Once milled, Norway spruce so closely resembles eastern North America’s white spruce that it was incorporated into the collection of species that gets the SPFs (Spruce Pine Fir south) designation. The addition of Norway spruce probably won’t lead to cheaper lumber, but it will give Eastern mills a bigger selection of fiber.

Boards milled from Eastern spruce (top) and Norway spruce (bottom)
Boards milled from Eastern spruce (top) and Norway spruce (bottom)

“There are some mills that cannot wait” to begin working with Norway spruce, says Jeff Easterling, president of the Northeastern Lumber Manufacturers Association and a key figure in the certification effort. He estimates that the Spruce pine timberlands will increase the resources for producing SPFs in the Northeast by 5% to 10%, and he notes it’s all “plantation stock”—wood grown on level land and thus relatively easy to cut.

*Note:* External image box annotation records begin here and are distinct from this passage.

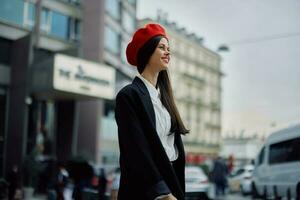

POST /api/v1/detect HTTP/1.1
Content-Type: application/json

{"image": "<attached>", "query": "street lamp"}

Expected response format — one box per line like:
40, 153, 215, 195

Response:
217, 44, 230, 52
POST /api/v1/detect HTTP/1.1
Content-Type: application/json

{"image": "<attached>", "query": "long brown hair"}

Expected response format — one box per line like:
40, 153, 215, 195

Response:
137, 36, 189, 135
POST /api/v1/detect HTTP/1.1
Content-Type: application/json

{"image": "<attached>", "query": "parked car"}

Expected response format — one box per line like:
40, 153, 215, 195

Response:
252, 124, 300, 199
228, 165, 254, 195
185, 166, 210, 199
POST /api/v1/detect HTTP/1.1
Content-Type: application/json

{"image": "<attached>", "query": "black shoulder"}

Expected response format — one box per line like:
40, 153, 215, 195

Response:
116, 84, 139, 99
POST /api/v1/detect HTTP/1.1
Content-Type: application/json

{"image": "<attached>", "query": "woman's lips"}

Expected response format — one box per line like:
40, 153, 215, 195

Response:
162, 58, 169, 64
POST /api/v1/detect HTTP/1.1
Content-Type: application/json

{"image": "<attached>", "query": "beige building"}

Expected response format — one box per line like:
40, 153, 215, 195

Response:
140, 17, 222, 156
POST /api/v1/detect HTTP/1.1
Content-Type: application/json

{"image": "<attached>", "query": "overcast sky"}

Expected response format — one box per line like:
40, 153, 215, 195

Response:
137, 0, 300, 138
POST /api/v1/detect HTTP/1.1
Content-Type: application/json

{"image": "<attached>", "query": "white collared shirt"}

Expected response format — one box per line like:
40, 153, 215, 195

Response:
137, 74, 178, 161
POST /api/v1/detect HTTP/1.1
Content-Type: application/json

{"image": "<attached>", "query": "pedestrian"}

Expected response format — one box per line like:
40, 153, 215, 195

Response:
212, 157, 228, 197
98, 168, 107, 200
7, 165, 22, 200
110, 167, 120, 200
115, 24, 189, 200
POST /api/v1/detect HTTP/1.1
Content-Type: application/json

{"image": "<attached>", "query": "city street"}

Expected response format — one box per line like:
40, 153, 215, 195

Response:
224, 193, 251, 200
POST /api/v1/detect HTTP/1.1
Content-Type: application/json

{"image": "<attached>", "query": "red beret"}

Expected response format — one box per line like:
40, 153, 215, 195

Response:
126, 24, 168, 66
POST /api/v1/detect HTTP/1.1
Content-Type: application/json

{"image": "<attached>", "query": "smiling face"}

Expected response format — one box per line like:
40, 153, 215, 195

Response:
148, 38, 170, 71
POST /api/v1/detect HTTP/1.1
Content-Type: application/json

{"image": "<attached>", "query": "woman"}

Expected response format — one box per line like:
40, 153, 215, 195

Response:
115, 24, 189, 200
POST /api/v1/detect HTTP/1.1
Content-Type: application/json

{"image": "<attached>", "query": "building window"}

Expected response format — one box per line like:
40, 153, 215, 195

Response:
105, 0, 121, 20
121, 40, 127, 63
40, 8, 51, 33
68, 17, 81, 41
128, 0, 136, 5
24, 2, 35, 28
0, 0, 24, 25
104, 26, 120, 55
51, 11, 68, 39
122, 10, 135, 33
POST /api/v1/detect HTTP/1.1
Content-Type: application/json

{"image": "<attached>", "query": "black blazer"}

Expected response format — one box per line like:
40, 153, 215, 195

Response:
115, 77, 185, 200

New York doesn’t have any dimensional lumber mills, Easterling says, so it’s likely that Norway spruce logs will be trucked to New England. That’s a nice benefit for the region’s mills, as it provides backhaul opportunities for trucks that carry lumber out of New England and often return empty.

The project carries special meaning for Easterling for two reasons. The first is that his grandfather worked on CCC crews in Arkansas. “It was something done in the ’30s in which they were just planting trees,” he says of the CCC crews that put in the Norway spruce. “Little did they know then the significance of what they had done.”

Easterling’s second thrill comes in knowing that he’s engaged in something American lumber people haven’t done in three-quarters of a century. Industry groups, testing agencies, and the rule-making American Lumber Standard Committee regularly review existing wood species to set their “design values”—the minimum values for strength and bendability that builders can count on when they put a particular size and species of wood in a building’s frame. To do that, all they need do is go to a lumberyard, pull samples, and send them to a testing lab.

In contrast, to begin testing Norway spruce, teams had to go into eight different forests from Maine to Wisconsin, cut down trees, truck the trees to mills so they could be converted into lumber, and then send roughly 1,200 pieces of lumber to testing labs. “Nobody has done this since the original testing of logs in the 1920s,” Easterling says.

Norway spruce delimbs itself as it grows, so one result is that it yields a high percentage of clear, knot-free wood. Grade-wise, approximately 65% of Norway Spruce is expected to be graded at #2 and above. “We were finding so much #1 [in the test lumber] we had to search to find #2s,” Easterling says. He predicts the standards will be set in such a way that what does get designed as #2s will have a lot of the qualities normally found in the #1 grade.